Once the Boxing Day service was over we was all led out of the chapel and back to the Felon’s Press Yard to take some exercise with the long-serving convicts. Old Edwards, Alice and the others who was swinging tomorrow was all returned to their cells to contemplate their sins while the rest of us was unshackled for the walk. We then joined the group of thirty other convicts in the high-walled hexagon yard and proceeded to tramp around in a slow and shuffling circle while the turnkeys looked on to make sure that none of us spoke to one another. I was desperate to engage anybody in conversation but whenever I tried to speak to any of the old lags I was told to shut up by a turnkey. The long-servers looked reluctant to respond anyhow and they seemed to be trying
to avoid me and Mouse. Perhaps they thought that death sentences was catching.

And so instead I had to carry on with that dull rotation for another hour, wondering for what purpose the gaolers felt I should have for exercise if I was due for the drop.
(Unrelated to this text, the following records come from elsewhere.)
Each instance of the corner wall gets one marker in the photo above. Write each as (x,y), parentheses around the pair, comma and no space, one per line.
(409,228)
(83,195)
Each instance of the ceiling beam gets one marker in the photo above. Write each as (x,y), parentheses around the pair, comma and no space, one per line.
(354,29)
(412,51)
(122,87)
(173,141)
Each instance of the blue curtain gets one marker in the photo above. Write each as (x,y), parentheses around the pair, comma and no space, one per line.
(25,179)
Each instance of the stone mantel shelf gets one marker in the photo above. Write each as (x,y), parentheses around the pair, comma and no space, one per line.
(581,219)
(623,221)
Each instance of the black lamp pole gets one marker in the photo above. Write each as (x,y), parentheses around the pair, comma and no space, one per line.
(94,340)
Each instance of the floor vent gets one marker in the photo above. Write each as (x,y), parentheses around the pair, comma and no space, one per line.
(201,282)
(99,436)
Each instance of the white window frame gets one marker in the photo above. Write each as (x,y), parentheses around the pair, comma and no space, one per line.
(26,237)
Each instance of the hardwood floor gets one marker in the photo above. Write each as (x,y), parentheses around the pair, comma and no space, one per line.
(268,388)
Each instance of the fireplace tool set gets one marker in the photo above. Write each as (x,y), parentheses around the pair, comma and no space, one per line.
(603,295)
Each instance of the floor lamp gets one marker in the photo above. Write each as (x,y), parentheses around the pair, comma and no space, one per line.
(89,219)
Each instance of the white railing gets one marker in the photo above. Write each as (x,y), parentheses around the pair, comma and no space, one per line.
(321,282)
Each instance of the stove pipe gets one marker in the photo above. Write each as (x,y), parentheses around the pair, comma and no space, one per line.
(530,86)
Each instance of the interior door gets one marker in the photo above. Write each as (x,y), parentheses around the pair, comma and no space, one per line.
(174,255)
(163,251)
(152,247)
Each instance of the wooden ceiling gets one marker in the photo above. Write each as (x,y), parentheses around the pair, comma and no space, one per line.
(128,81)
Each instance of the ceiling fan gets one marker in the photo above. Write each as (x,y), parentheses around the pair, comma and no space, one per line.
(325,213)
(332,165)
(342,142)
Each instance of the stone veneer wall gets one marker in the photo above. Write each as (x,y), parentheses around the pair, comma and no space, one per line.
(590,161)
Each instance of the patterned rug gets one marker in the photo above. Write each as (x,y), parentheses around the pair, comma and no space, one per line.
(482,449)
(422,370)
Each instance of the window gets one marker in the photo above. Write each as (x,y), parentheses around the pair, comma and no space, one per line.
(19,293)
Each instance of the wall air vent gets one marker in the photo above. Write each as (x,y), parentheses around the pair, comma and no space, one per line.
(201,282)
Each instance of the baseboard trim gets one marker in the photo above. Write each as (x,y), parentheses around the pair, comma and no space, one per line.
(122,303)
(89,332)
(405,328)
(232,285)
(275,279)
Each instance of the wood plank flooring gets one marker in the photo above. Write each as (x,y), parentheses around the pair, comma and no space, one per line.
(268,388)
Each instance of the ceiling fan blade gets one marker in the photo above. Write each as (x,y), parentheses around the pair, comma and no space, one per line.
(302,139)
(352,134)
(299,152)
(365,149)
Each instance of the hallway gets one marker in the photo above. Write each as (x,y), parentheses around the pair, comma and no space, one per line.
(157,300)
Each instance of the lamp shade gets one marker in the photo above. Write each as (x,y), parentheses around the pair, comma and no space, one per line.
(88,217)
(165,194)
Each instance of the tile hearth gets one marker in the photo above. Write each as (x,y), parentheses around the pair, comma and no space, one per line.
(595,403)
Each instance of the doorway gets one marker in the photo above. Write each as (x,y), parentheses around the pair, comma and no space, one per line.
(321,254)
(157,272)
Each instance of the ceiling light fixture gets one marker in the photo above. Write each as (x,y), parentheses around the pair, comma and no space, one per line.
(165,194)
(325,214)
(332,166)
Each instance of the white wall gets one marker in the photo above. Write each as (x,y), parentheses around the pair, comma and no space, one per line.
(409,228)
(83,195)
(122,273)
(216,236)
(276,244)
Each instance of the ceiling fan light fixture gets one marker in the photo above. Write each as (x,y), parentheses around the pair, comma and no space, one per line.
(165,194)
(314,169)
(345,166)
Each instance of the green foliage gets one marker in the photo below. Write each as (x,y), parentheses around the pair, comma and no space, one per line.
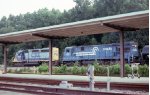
(43,68)
(75,69)
(127,69)
(115,69)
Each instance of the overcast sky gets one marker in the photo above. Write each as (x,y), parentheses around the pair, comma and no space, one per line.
(16,7)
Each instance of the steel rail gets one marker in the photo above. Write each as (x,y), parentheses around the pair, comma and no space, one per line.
(52,91)
(129,86)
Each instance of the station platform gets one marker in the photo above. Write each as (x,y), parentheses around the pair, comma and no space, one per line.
(78,78)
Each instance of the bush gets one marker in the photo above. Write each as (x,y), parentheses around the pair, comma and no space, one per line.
(115,69)
(43,68)
(144,70)
(75,69)
(127,69)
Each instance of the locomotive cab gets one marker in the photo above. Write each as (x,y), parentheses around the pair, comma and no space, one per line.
(19,56)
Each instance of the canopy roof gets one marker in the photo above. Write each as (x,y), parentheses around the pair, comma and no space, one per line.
(129,21)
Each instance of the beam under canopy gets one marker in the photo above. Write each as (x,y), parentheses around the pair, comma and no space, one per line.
(49,37)
(119,27)
(9,42)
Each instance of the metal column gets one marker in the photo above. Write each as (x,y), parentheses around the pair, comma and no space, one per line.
(5,58)
(50,57)
(121,54)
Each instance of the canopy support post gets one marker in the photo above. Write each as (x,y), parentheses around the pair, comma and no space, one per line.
(50,57)
(5,58)
(121,54)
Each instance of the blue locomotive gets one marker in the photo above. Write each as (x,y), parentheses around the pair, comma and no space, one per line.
(103,52)
(35,56)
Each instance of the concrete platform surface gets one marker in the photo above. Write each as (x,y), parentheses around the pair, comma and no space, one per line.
(79,78)
(2,92)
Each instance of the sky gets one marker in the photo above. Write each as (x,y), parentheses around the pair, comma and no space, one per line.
(16,7)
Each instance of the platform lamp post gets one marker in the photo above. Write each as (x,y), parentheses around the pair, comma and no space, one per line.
(121,54)
(5,58)
(50,57)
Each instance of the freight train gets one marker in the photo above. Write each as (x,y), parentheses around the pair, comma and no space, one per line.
(104,53)
(82,54)
(35,56)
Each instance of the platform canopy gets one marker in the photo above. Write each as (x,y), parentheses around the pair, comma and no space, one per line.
(129,21)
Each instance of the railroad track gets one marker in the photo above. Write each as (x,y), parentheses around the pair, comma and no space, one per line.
(10,83)
(50,91)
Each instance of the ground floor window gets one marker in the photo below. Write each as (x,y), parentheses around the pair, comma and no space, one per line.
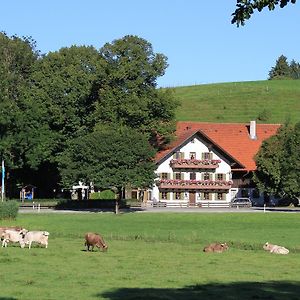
(164,196)
(206,196)
(178,196)
(221,196)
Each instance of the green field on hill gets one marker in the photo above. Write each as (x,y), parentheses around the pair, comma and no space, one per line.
(155,256)
(269,101)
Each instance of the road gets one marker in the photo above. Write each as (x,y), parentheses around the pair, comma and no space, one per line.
(167,209)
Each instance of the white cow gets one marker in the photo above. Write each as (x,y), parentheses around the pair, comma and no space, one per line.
(275,248)
(14,236)
(40,237)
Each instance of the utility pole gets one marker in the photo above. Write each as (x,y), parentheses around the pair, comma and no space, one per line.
(3,181)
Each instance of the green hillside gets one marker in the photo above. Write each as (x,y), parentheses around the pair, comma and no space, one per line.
(270,101)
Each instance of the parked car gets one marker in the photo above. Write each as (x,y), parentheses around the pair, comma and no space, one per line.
(241,202)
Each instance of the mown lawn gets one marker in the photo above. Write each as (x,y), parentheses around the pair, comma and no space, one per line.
(155,256)
(269,101)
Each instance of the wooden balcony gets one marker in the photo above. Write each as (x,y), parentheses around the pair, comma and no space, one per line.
(194,184)
(194,163)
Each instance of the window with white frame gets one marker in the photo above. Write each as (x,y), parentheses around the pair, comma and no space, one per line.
(193,176)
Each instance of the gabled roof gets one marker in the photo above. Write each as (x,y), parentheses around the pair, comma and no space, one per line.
(232,138)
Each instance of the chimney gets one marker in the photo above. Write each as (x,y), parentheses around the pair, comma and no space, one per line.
(253,130)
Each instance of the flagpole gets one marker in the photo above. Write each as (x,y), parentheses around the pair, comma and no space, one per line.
(2,184)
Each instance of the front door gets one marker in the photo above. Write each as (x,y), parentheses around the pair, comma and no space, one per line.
(192,198)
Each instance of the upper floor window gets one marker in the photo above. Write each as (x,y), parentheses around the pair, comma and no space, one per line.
(192,155)
(164,196)
(206,196)
(206,176)
(206,155)
(164,176)
(221,196)
(178,176)
(193,176)
(220,176)
(178,196)
(178,155)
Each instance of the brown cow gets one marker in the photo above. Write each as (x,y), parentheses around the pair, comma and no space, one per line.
(94,239)
(216,247)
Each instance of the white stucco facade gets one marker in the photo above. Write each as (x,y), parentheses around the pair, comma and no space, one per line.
(192,184)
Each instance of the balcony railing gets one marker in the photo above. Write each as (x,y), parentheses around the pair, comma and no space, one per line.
(194,184)
(194,163)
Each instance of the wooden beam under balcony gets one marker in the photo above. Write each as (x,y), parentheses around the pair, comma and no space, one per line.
(194,163)
(195,184)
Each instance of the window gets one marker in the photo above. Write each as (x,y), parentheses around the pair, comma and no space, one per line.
(255,193)
(193,176)
(244,193)
(164,176)
(164,196)
(178,196)
(177,176)
(205,196)
(206,155)
(220,176)
(221,196)
(178,155)
(206,176)
(192,155)
(134,195)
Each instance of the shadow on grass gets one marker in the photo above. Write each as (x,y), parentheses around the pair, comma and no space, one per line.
(275,290)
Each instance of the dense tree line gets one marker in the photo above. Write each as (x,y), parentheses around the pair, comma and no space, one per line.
(70,114)
(278,164)
(285,70)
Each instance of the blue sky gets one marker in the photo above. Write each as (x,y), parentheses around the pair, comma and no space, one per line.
(197,37)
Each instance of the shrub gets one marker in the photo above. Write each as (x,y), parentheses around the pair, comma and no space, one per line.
(106,194)
(9,210)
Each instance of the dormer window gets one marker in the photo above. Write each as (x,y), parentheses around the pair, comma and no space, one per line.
(206,155)
(178,155)
(192,155)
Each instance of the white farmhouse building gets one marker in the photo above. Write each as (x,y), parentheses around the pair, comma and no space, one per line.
(209,164)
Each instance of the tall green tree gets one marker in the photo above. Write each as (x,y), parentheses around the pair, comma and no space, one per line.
(278,166)
(294,69)
(111,157)
(245,8)
(17,59)
(128,93)
(281,70)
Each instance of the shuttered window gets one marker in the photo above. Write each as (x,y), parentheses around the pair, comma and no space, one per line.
(193,176)
(206,176)
(220,196)
(164,176)
(220,176)
(178,196)
(206,155)
(164,196)
(178,155)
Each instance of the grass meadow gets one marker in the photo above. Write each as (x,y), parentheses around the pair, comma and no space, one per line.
(269,101)
(155,256)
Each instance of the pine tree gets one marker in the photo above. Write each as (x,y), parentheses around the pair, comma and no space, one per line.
(281,70)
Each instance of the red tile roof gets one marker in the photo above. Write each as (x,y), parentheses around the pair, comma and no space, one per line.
(233,138)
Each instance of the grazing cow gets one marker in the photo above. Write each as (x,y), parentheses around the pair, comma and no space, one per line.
(275,249)
(40,237)
(3,228)
(14,236)
(94,239)
(216,247)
However, the benefit of these press yard walks for me was that I got the chance to make a study of Newgate, its layout and workings. I was very practised in the art of breaking into locked places and, it occurred to me as I searched for potential weak spots in the prison walls, that breaking out of a locked place was not so very different. I had still not quite devised how exactly escape was to be achieved but I had no doubt that a solution would present itself if I paid attention.